Can't really see how this will enable them to make a cheaper Model 3 and it seems recent financial reports are equally confusing according to analysts especially regarding low capex levels vs expansion plans. Time will tell...maybe more tax payers money is coming?

That aside, 25 extra miles of range for $8 grand smacks of incredible greed, as they will have spent the money regardless (given battery production is outsourced) yet be unwilling to pass any realized savings onto consumers. Or maybe THIS is a strategy to fund cheaper Model 3???

I can't help but wonder what consumers would think of GM if they put a more expensive v8 in every Camaro but disabled 4 or 2 cylinders unless folks paid more money to them. I think a backlash would be of revolutionary proportions!

Possible impacts of "Made in China" syndrome is another story, given seemingly continued US tax payers subsidies for the company et al?

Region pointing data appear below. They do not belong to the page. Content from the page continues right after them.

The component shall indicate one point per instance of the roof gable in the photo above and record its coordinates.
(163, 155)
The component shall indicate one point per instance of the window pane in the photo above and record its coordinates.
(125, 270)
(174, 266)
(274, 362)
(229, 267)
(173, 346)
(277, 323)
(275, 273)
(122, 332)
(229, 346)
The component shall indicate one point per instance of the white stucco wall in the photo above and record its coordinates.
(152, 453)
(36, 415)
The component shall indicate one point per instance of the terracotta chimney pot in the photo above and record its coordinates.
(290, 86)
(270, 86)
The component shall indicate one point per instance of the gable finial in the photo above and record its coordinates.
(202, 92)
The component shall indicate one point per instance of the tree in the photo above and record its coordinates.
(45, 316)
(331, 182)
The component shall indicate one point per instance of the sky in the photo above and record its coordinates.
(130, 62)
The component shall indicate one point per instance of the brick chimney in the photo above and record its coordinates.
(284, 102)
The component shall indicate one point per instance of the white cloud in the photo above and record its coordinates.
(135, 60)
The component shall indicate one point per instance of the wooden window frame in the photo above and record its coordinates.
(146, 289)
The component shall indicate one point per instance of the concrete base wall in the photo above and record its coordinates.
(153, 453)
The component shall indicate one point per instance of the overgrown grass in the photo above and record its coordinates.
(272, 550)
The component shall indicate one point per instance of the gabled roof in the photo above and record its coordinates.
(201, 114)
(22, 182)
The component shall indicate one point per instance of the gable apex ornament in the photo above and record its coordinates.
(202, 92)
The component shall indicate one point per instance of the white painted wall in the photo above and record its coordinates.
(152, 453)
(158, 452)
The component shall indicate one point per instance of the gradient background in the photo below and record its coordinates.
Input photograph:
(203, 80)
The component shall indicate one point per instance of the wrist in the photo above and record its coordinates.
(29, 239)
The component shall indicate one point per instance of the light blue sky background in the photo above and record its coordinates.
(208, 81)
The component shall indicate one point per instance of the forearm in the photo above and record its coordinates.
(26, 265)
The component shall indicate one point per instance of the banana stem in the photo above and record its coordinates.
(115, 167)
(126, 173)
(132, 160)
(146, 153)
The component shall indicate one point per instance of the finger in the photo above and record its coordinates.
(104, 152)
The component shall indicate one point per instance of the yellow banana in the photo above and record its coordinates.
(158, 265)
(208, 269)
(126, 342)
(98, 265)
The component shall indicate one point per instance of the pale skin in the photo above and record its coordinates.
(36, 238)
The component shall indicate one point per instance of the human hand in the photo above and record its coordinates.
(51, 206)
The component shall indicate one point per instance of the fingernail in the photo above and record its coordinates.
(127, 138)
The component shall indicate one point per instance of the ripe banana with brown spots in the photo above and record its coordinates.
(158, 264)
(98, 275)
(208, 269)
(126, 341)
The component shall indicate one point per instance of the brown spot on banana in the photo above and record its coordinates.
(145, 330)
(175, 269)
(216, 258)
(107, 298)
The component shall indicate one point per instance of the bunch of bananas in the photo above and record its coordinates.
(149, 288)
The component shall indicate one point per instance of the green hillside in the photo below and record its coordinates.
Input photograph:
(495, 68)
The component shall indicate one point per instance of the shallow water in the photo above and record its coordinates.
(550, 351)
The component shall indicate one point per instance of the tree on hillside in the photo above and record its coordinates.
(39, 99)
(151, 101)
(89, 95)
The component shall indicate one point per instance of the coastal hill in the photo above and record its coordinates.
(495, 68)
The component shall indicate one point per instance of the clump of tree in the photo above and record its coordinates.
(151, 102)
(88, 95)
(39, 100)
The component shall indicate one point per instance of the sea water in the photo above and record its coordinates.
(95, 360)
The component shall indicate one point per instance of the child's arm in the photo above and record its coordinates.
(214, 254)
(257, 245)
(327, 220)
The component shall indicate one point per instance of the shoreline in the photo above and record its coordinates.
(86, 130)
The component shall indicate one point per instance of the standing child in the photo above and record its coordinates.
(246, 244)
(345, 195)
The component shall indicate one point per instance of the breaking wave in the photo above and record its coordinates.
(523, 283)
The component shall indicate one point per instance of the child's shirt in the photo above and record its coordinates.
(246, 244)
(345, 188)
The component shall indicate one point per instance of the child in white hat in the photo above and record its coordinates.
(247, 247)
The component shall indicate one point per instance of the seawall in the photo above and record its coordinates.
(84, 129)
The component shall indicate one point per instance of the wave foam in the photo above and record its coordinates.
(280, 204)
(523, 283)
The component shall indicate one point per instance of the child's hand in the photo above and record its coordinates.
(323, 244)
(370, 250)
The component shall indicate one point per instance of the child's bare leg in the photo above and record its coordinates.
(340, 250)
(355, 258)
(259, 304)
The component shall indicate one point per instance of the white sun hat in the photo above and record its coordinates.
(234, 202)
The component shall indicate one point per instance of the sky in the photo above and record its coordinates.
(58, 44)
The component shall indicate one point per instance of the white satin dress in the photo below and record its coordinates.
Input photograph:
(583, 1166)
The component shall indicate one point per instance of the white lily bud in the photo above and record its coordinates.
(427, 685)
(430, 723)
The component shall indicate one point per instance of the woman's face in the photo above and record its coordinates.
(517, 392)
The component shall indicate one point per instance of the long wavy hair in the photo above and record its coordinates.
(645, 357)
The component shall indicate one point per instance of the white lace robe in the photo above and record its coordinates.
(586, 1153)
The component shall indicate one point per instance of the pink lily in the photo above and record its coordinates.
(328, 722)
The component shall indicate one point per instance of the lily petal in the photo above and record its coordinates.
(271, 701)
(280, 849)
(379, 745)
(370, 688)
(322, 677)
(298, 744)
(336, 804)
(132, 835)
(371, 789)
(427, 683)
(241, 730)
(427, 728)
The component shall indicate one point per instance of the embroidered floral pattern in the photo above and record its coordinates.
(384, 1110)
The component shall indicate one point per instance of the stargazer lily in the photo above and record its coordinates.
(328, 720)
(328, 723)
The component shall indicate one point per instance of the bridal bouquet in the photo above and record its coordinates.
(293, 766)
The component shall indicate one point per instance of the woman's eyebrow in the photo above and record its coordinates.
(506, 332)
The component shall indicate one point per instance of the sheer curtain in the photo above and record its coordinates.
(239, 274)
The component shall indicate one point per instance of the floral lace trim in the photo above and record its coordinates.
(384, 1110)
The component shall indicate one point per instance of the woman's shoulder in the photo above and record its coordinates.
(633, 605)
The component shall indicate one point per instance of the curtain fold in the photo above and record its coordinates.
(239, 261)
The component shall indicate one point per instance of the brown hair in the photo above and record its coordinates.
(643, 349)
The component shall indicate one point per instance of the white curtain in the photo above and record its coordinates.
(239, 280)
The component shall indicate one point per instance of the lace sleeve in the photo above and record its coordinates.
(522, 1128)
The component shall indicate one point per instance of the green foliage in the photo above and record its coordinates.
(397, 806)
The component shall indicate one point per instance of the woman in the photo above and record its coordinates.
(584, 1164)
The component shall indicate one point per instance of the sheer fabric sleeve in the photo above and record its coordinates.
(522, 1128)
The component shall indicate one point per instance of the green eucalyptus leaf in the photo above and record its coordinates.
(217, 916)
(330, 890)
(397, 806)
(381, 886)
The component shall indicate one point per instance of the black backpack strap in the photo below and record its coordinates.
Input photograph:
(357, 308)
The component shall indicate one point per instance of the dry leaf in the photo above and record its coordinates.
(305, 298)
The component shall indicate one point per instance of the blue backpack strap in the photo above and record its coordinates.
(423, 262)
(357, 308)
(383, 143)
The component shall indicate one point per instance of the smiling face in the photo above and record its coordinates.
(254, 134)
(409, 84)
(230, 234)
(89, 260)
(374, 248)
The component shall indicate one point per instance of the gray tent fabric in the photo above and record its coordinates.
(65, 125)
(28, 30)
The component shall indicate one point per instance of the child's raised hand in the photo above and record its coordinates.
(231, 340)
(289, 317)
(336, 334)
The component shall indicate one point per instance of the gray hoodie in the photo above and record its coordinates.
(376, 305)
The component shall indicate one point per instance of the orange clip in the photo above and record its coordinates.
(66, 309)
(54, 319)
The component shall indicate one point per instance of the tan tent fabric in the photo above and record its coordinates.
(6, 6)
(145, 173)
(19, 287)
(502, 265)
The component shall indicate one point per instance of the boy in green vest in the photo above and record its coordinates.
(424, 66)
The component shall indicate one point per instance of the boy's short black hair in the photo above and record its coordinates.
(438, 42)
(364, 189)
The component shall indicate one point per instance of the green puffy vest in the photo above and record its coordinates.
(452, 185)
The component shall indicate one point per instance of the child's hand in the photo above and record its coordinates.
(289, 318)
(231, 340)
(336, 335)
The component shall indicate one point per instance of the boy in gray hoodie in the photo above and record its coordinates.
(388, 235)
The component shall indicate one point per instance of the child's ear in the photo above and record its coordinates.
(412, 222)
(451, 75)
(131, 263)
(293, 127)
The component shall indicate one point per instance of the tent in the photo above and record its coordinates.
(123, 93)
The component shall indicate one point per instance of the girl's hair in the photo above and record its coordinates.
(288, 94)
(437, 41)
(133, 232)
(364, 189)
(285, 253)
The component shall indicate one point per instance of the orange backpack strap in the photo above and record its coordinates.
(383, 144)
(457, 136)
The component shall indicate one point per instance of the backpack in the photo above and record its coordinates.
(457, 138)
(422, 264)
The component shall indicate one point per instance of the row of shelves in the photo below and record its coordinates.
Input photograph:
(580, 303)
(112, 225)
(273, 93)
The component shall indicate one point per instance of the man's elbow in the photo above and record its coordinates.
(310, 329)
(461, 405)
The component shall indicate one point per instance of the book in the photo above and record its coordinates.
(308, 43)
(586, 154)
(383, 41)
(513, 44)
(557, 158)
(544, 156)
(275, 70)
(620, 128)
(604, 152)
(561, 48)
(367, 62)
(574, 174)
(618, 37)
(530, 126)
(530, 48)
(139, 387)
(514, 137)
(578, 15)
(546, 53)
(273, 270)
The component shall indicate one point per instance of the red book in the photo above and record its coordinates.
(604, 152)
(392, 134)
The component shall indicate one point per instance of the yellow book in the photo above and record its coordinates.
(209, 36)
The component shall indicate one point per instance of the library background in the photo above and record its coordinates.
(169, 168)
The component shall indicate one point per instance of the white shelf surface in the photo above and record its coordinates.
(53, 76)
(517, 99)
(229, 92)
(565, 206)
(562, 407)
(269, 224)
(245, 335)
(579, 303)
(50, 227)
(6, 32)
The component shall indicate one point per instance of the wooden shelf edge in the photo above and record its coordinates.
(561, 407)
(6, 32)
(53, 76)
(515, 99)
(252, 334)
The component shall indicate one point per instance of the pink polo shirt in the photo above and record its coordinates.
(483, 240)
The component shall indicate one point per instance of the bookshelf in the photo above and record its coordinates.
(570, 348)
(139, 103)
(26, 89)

DeanMcManis (not verified)    February 3, 2019 - 3:30AM

Wow, that is a LOT of speculation Kent. But with every bit of it being only speculation that Tesla will fail, you sound like a Tesla stock short-seller. The Jaguar iPace looks like a nice BEV crossover, but in many ways it is not a true competitor to the larger Tesla Model X. It is the new kid in town, and it may be a better fit for European roads and buyers than the Model X. The Taycan looks like an exciting BEV, and along with the Taycan's brother the Audi E-Tron GT, they will take back some of the customers lost to Tesla over the past few years. But building a BEV is a new prospect for Porsche/Audi, and hopefully they will not have bugs that plague first-year new cars. We can both guess at a lot of successes and failures with many new BEV models being announced now and for the near future, but it makes far more sense to wait and see until the new models are sold, and we are comparing actual street-driven, production cars against each other in real life. As for Tesla's new model configurations/line up it makes sense to simplify their offerings, while giving more bang for the buck.